Everett’s brow furrowed. Religion was a tool of charlatans, used as an opiate to pacify and sedate the unsatisfied masses, and as far as he was concerned, should be viewed with the most acrid cynicism one could muster. That being said, Pete’s talk had a funny way of wringing his heart like a farmer’s wife with an old washrag. What an awful quandary to ponder, to be shut out of paradise from your sole because you loved your friend the wrong way. 

 

He’d known that Pete and Delmar were buddies on the penal farm, due to being vastly different lame ducks brought together by choice. Delmar was prime for being picked on by just about everyone due to being soft-headed and weak, much too sunny for any self-respecting inmate. Pete had a hair trigger that made him wary to foremen and inmates alike, but cried easy, and woke up shouting in the night for reasons even Ulysses didn't know. Pete protected Delmar, and Delmar gave pete comfort, that's just how it was. He'd hadn't considered to possibility that there'd be more to it, but it made about as much sense to him as his own want for his wife. Every pot has a lid, his mother had once told him. 

 

Ulysses thought, and thought hard. He wasn't well-versed in the christian faith, but he knew enough to know what most pastors thought of men like Pete. What they must think about Delmar too, he added mentally, what with his clinging to Pete and polite disinterest in women. "Pete, considering you're a born-again god-fearer, you believe yourself to be made by the man upstairs?" Pete looked at him warily, squinting in the dark. "Suppose I do. What's that got to do with anything?" He whisper-hissed through his teeth. 

 

Ulysses uselessly smoothed his shirt, a habit left over from the days he would take time to let a courtroom simmer before he delivered a claim that would have the prosecution eating their hats. "Well, keeping with the hypothesis that the good lord made you, and that he knows all…" he gave a measured shrug, "He already knows you're sweet on Delmar, 'cause he made you that way. If you ain't been struck down yet, I don't think he minds." Pete seemed to consider this for a long time. "But what about them church folks, pastors and priests and such, that say it's a mortal sin? They know a whole lot more about religion than a goddamn crackerjack lawyer and a- a hick queer." Ulysses laughed. "No they don't, Pete. Those folks ain't got no direct line to god. No holier than you or I or- or a cowpie in the street." 

 

This seemed to shock Pete into catatonia, and Ulysses took the opportunity to continue. "Don't you read the news? Seems like every day you hear about some Baptist pastor stuffing his wallet with church money, or some other worse vice. Sure, I'm sure plenty are good 'n righteous folk, but at the end of the day, they're mortal people interested in controlling the behavior of a constituency, based upon their own moral compass." Ulysses could barley make Pete out in the darkness, just a slumped, fuzzy effigy cast in the blueish summer dark. "I…I'm not quite sure what you mean." Pete muttered, and Ulysses sighed kindly. 

 

He knew Pete understood, just that he didn't dare believe what Ulysses told him. So, he repeated himself, again, perhaps a touch more condescendingly than required. "They're just people who like tellin' others how to live, so those folks'll live like they live." Pete was sitting with his head in his hands. "I- that sounds like blasphemy, Everett." Dissapointment and pity welled up within Ulysses. Then Pete raised his head. "But I don't think you're wrong." Ulysses grinned in the dark. "Good man, now you're understanding. As long as all parties walk away happy, it's of my educated opinion that the lord don't care about your sway." Ulysses fished a crumpled packet of cigarettes out of his pocket, and delicately fished out the last one.

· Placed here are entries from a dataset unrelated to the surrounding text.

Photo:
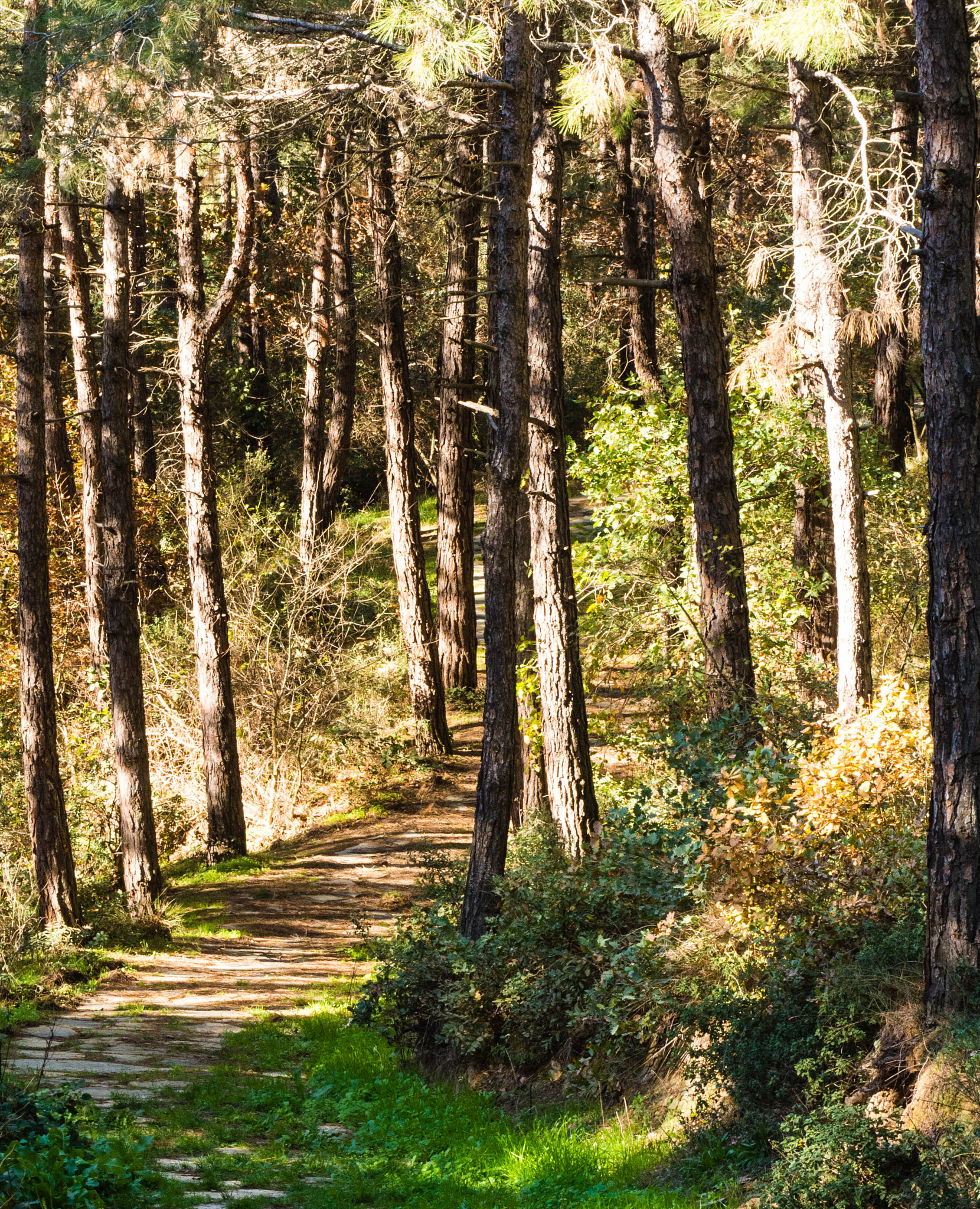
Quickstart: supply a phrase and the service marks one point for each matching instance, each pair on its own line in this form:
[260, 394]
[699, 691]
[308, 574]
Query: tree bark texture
[317, 349]
[501, 767]
[951, 369]
[141, 865]
[564, 726]
[718, 545]
[90, 420]
[197, 326]
[47, 822]
[893, 394]
[142, 417]
[819, 310]
[415, 605]
[61, 468]
[455, 556]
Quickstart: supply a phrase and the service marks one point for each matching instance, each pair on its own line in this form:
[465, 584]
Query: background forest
[308, 317]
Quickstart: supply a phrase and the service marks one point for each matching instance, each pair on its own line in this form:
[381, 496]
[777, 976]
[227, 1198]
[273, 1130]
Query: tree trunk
[197, 326]
[893, 394]
[564, 726]
[415, 603]
[501, 768]
[718, 547]
[90, 420]
[819, 310]
[144, 446]
[51, 844]
[57, 452]
[141, 865]
[951, 369]
[317, 348]
[338, 446]
[455, 558]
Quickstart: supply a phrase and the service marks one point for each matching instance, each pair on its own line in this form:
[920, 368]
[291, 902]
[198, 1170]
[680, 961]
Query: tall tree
[501, 767]
[57, 452]
[819, 312]
[51, 843]
[718, 537]
[141, 865]
[419, 630]
[455, 554]
[951, 369]
[564, 726]
[197, 325]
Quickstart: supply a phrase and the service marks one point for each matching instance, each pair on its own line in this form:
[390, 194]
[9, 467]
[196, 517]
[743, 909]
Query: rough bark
[893, 394]
[951, 368]
[317, 348]
[415, 605]
[501, 766]
[47, 822]
[564, 726]
[718, 547]
[338, 444]
[819, 310]
[141, 865]
[197, 324]
[61, 469]
[90, 420]
[142, 417]
[455, 556]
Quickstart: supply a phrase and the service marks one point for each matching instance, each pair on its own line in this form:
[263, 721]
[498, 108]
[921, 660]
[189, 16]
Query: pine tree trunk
[455, 557]
[317, 348]
[501, 768]
[197, 326]
[61, 469]
[90, 420]
[338, 446]
[144, 446]
[141, 865]
[718, 547]
[951, 369]
[51, 843]
[819, 310]
[893, 394]
[564, 726]
[415, 605]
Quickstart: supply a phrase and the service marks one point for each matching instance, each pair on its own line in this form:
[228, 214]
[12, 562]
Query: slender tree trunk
[893, 394]
[317, 348]
[819, 311]
[501, 768]
[455, 558]
[57, 452]
[51, 844]
[951, 368]
[144, 446]
[90, 420]
[141, 865]
[564, 726]
[415, 603]
[718, 547]
[338, 446]
[197, 326]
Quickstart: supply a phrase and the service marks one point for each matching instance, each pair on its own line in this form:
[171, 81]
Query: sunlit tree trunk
[501, 767]
[951, 369]
[141, 865]
[47, 822]
[415, 605]
[819, 310]
[455, 556]
[197, 326]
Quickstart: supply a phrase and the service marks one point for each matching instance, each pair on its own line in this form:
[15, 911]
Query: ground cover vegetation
[639, 341]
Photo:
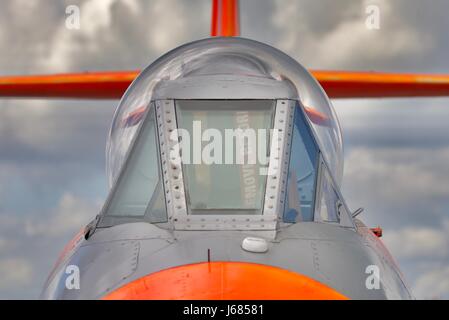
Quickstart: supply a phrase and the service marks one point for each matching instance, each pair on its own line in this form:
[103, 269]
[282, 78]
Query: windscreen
[225, 152]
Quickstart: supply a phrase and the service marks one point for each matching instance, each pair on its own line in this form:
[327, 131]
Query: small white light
[255, 245]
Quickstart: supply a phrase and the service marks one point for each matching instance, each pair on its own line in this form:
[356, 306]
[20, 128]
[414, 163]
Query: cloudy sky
[52, 177]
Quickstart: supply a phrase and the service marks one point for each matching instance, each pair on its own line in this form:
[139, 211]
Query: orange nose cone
[225, 281]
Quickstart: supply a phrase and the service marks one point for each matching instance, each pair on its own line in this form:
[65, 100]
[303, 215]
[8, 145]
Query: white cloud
[433, 284]
[336, 36]
[15, 272]
[397, 175]
[418, 242]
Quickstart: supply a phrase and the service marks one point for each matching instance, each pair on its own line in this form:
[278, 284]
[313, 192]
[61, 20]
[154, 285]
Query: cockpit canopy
[224, 134]
[225, 60]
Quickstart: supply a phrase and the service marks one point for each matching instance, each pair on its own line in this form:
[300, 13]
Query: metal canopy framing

 Even without looking, however, he could tell Pete was looking at Delmar. "I just wanna be good enough for him." Ulysses felt his heart pang in a way he typically reserved for holidays and thoughts of his family.

 

 He lit a match, the sulfur seeming to roar in the quiet, and held it to the battered smoke. "Pete," he said as he inhaled, holding both the smoke and his friend's attention, "something tells me you already are."